Here in Sheridan, Wyoming, the sky is dark with clouds that could be an indicator of either smoke or rain. We’re supposed to get a cold front that promises a high of sixty-seven degrees tomorrow. But today, the forecasted high is 97, and there’s a red flag warning due to possible wind shifts and thunderstorms that could cause erratic behavior by the fires in this area.

My kitchen is infested with miller moths, and my cleaning lady is valiantly obliterating them with the vacuum cleaner. I wish I’d thought of doing that when I was in college when moths kept me awake at night by flying around my windows. Instead, I got up and, as quietly as I could, caught each moth in my hands and squashed it, tossing its corpse into the wastebasket. The vacuum cleaner would have been less disgusting, but it would have awakened the entire household.

Now, about forty years later, I’m staring at yet another notification from Facebook that one of my posts violated their community standards. For the past couple of months, Facebook has been either locking me out of my account or telling me my posts are violating their community standards. I’ve been careful not to post things in more than one location at a time and I’ve checked my activity log and found nothing suspicious.

I set up 2-factor authentication, at the suggestion of my technical advisor, thinking that would keep me from getting locked out but it didn’t. Apparently, others are having issues with Facebook, and even my poor dear technical advisor is clueless.

I’ve disagreed with Facebook’s decisions regarding my posts and reported the problem. They claim to be short-handed due to COVID19 and say that my feedback will help them improve Facebook. So, all I can do is keep on keeping on and hope for the best.

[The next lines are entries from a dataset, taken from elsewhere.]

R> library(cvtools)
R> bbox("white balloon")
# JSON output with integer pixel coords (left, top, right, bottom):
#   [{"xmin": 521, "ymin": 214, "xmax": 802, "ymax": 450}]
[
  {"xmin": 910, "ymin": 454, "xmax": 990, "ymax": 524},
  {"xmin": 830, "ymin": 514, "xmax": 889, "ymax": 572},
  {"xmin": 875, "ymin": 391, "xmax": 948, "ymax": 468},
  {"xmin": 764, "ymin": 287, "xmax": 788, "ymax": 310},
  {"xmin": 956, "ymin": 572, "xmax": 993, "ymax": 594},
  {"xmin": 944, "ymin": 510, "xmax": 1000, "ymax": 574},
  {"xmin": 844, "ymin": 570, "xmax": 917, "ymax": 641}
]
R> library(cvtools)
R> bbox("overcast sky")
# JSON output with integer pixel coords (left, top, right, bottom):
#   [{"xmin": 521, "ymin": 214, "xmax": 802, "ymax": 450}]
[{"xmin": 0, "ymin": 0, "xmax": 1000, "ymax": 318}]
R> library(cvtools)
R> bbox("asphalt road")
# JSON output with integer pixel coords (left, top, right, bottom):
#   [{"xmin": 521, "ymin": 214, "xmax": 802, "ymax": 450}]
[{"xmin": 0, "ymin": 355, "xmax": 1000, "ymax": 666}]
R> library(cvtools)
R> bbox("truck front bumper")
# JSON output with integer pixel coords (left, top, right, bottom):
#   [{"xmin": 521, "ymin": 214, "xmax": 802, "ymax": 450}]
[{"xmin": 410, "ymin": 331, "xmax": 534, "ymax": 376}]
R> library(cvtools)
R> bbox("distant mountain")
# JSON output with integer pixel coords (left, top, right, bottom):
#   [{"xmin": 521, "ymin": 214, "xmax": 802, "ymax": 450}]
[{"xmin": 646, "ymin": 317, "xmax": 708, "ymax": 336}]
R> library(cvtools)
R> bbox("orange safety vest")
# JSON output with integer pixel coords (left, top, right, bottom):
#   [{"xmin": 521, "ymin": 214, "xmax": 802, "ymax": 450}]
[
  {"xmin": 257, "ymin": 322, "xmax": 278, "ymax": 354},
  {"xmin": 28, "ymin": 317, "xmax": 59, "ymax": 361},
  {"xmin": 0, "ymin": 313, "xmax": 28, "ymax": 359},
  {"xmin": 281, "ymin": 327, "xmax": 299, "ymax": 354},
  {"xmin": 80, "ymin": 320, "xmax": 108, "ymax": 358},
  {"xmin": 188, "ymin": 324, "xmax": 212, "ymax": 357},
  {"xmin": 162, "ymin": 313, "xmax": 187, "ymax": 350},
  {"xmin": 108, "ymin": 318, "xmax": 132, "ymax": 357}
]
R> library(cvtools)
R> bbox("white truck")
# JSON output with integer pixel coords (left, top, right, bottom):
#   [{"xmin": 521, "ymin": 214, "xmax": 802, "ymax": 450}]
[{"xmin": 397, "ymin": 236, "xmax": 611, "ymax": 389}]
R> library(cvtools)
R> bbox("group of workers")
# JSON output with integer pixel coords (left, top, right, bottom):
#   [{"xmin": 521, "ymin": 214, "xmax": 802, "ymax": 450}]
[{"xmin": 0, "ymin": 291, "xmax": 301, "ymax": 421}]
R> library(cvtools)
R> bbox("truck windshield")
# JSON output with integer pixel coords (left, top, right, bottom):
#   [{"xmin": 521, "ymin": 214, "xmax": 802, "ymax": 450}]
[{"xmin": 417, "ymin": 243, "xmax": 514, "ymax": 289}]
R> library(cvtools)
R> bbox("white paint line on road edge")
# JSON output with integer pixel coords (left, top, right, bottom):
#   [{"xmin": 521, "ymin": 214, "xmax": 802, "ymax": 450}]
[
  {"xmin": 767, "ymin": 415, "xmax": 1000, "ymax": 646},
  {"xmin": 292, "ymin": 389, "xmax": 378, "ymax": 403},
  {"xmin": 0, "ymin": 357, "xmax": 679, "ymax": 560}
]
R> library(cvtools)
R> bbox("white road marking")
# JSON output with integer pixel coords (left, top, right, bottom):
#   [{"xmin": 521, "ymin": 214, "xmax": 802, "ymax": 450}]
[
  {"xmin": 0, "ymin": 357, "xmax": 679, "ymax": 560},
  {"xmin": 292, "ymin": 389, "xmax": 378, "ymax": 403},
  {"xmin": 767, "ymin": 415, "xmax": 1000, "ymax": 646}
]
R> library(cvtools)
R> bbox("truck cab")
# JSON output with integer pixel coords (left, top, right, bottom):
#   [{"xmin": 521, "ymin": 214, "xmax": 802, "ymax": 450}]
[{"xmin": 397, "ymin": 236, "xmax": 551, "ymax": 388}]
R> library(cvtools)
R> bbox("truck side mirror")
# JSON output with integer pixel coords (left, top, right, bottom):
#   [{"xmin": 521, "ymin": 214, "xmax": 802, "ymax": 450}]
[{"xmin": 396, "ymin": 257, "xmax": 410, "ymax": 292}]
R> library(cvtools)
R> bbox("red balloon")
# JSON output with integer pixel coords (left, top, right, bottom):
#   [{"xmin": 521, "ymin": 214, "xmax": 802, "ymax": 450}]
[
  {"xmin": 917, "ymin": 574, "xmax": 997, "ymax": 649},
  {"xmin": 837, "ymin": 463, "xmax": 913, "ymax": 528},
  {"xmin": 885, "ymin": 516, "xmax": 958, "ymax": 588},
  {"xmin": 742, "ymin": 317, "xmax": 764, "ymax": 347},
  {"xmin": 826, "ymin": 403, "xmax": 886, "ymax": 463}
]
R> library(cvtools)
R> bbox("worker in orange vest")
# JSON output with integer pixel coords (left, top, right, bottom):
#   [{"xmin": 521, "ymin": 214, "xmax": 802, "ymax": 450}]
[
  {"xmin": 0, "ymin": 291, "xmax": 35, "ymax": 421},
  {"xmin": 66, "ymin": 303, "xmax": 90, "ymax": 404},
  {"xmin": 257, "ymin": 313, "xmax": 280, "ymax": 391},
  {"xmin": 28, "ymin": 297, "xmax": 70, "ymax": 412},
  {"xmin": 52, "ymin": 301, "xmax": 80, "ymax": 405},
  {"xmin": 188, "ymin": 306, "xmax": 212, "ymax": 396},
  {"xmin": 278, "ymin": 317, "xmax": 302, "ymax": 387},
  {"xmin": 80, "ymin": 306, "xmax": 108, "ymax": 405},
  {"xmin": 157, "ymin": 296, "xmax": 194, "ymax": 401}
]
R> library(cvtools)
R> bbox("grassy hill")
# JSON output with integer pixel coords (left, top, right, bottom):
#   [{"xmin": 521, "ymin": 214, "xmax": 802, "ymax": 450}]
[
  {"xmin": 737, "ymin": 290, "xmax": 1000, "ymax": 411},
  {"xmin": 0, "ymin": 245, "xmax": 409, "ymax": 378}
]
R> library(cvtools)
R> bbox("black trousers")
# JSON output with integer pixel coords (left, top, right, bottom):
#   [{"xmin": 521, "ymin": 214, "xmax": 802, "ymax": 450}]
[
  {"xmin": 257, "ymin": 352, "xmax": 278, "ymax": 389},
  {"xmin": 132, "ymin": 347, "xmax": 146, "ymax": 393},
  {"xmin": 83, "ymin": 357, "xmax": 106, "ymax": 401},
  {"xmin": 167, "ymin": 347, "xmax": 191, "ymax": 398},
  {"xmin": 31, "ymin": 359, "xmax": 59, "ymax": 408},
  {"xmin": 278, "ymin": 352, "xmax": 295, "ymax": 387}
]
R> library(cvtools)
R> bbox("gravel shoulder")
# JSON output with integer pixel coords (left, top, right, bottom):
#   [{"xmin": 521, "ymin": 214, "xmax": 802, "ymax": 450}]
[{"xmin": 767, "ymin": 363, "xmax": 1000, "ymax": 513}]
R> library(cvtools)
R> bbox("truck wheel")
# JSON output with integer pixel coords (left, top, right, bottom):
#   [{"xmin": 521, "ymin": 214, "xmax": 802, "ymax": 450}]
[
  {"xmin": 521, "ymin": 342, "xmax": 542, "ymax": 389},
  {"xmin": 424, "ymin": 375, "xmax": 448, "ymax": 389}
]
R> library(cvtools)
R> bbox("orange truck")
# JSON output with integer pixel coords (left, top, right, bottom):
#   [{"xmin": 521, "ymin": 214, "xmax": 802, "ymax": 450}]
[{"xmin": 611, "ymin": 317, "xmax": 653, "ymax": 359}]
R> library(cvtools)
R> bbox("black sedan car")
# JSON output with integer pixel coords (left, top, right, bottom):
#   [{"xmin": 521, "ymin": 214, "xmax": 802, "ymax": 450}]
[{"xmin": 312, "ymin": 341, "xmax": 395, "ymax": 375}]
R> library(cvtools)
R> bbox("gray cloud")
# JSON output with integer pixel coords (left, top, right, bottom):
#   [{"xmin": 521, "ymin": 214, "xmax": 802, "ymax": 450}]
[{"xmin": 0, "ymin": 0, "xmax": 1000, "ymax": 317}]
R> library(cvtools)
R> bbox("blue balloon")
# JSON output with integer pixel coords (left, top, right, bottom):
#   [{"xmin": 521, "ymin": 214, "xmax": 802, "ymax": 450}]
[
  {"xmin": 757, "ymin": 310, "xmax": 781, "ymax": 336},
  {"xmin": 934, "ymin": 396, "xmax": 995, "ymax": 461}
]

Meanwhile, I just sent a batch of poems for possible publication to
The Avocet, a quarterly nature poetry journal to which I contribute on a regular basis and hope at least one of them will be accepted. I need to review submissions for Magnets and Ladders, an online magazine of which I’m one of the editors, and submit some poems for possible publication in my state poetry society’s chapbook. Later, I expect to hear from my editor at DLD Books, who is working on my next novel, Why Grandma Doesn’t Know Me, which should be released sometime this fall. So, life goes on, and the rest of my day will be great because I’m planning to make it that way.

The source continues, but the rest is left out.